When she didn’t come home, her worried friends called state police. The police found the hotel in time. An ambulance rushed her to a hospital. The aspirin damaged her kidneys and stripped her stomach lining. But remarkably the Tylenol didn’t harm her.
As she recovered, her family in Georgia found The Refuge – A Healing Place in Ocklawaha, Fla., to help her.
She had no health insurance because she couldn’t work. Yet there, after nine months her savings were gone, but she got her life back.
Not a ‘scarred person’
In July, she moved to Charlotte, using a $10,000 grant funded by the Patriot Charities to rent an apartment.
Here she found the embrace of a city “that gets it,” she said. “The word’s spreading out there that Charlotte cares about veterans and wants to offer them a safe landing.”
She’s spoken in Orlando, Fla., Las Vegas and spent time at Fort Bragg and in Chicago, tandem skydiving with an all-veteran team to raise awareness for the problems of returning veterans.
At last weekend’s Patriot Charities gala, former Marine Sgt. Jason Hyde, medically retired, and wife Michelle were in the audience. Jason, too, suffers from PTSD after two deployments in Afghanistan.

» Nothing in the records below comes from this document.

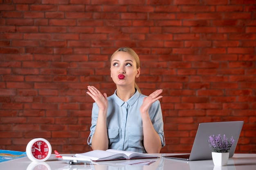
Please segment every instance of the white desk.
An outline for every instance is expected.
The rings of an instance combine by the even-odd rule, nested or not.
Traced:
[[[71,156],[70,154],[62,154],[63,156]],[[50,158],[43,162],[31,162],[27,157],[24,157],[0,163],[1,170],[256,170],[256,154],[235,154],[229,158],[228,165],[225,166],[214,166],[212,160],[191,161],[181,161],[162,157],[172,154],[159,154],[160,157],[155,162],[148,166],[123,165],[117,166],[117,163],[129,161],[112,161],[97,162],[101,165],[85,165],[83,164],[70,165],[65,162],[59,161],[52,154]],[[146,159],[143,159],[146,160]],[[47,168],[45,169],[45,168]],[[48,169],[47,168],[48,168]]]

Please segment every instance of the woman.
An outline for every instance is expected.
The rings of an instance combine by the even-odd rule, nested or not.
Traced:
[[[87,94],[95,101],[88,144],[93,150],[159,153],[165,145],[158,100],[162,90],[148,97],[140,93],[135,82],[140,73],[139,59],[131,49],[117,50],[110,65],[110,76],[117,86],[113,95],[107,97],[95,87],[88,87]]]

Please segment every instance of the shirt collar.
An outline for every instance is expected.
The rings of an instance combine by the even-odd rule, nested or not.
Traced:
[[[135,92],[135,93],[134,93],[131,98],[129,99],[126,102],[130,106],[132,106],[133,104],[134,104],[139,96],[139,91],[138,91],[138,90],[136,88],[135,90],[136,92]],[[115,91],[114,96],[115,98],[115,101],[119,106],[121,106],[123,104],[125,103],[125,102],[122,100],[117,95],[117,90],[116,90]]]

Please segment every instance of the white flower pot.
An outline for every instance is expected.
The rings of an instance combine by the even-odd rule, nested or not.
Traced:
[[[215,166],[225,166],[227,165],[229,156],[229,152],[218,153],[211,152],[212,160]]]

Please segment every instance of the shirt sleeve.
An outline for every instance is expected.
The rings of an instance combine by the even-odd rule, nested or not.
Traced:
[[[96,103],[94,103],[92,105],[92,125],[90,128],[90,134],[87,139],[87,144],[90,146],[92,146],[92,136],[95,131],[96,123],[98,119],[98,114],[99,113],[99,108]]]
[[[153,106],[153,107],[152,107]],[[151,121],[155,130],[161,139],[162,147],[165,146],[165,139],[164,133],[164,121],[160,102],[156,101],[150,109],[149,114],[152,116]]]

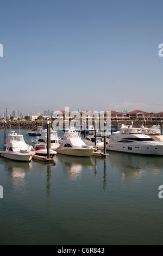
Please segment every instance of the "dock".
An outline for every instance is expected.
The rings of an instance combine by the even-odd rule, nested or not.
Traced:
[[[108,156],[109,154],[104,154],[103,152],[98,152],[98,151],[93,151],[91,155],[91,156],[98,156],[98,157],[104,157],[106,156]]]

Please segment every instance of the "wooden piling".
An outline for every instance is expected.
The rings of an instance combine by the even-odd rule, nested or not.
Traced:
[[[84,121],[84,138],[86,137],[86,121]]]
[[[50,132],[50,125],[49,121],[47,123],[47,158],[50,158],[50,147],[51,147],[51,132]]]
[[[146,120],[144,120],[144,126],[145,126],[145,127],[146,127]]]
[[[104,154],[106,155],[106,122],[104,121]]]
[[[97,122],[95,121],[95,146],[97,145]]]

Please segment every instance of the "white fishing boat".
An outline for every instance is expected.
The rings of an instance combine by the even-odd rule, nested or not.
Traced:
[[[107,150],[148,155],[163,155],[163,142],[143,134],[141,128],[122,128],[110,137]]]
[[[33,152],[38,156],[47,156],[47,144],[46,143],[35,144]],[[56,154],[56,151],[49,149],[50,158],[53,158]]]
[[[95,146],[95,131],[90,131],[89,135],[83,139],[83,141],[88,146]],[[104,147],[104,142],[102,139],[101,133],[97,131],[96,136],[96,147],[97,148],[102,148]]]
[[[35,139],[32,139],[31,141],[34,144],[47,143],[47,130],[43,130],[40,137],[36,137]],[[51,149],[55,149],[59,146],[59,138],[57,132],[51,130]]]
[[[8,135],[6,149],[2,152],[2,156],[11,160],[29,162],[35,154],[32,149],[33,147],[24,142],[23,135],[12,131]]]
[[[65,130],[60,145],[56,149],[58,154],[75,156],[90,157],[95,148],[87,146],[80,137],[80,133],[72,129]]]

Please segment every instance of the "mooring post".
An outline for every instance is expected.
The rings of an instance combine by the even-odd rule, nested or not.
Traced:
[[[145,126],[145,127],[146,127],[146,120],[145,120],[145,121],[144,121],[144,126]]]
[[[4,121],[4,145],[7,144],[7,123]]]
[[[104,154],[106,155],[106,122],[104,121]]]
[[[50,158],[50,128],[49,128],[49,121],[48,121],[47,123],[47,158],[48,159]]]
[[[95,146],[97,145],[97,122],[95,121]]]

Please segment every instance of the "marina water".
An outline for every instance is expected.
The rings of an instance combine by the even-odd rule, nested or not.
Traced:
[[[162,245],[163,157],[107,153],[53,164],[1,157],[0,244]]]

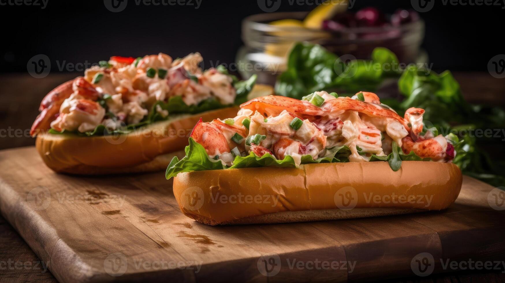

On the second, he witnessed his best friend die “as he tried to hold him together so he wouldn’t bleed out,” Michelle said.
It was comforting to hear Dixon’s story, she said. “It meant a lot to me to hear this physician, this strong woman, admit she couldn’t fight it on her own,” Michelle said. “And that (PTSD) is not something that just goes away.”
Jason spent much of Dixon’s speech outside the room calming down another Afghan war vet with PTSD. “Her talk was bringing back a lot of bad memories,” he said. “It’s hard for us to make people understand what we’re going through. She’s a doctor, a surgeon – people will listen to her.”
In time, with the help of her service dog Pax, Dixon is doing better. Helicopters and thunder don’t bother her as much.
“I’ve learned that just because I have scars, that doesn’t mean I’m a scarred person,” she said. “When I hear helicopters now, I’ve learned to say, ‘OK, I’m safe.’ I look out the window and see all the greenery and know that I’m in Charlotte.
“Because, Lord knows, there was nothing green in Iraq.”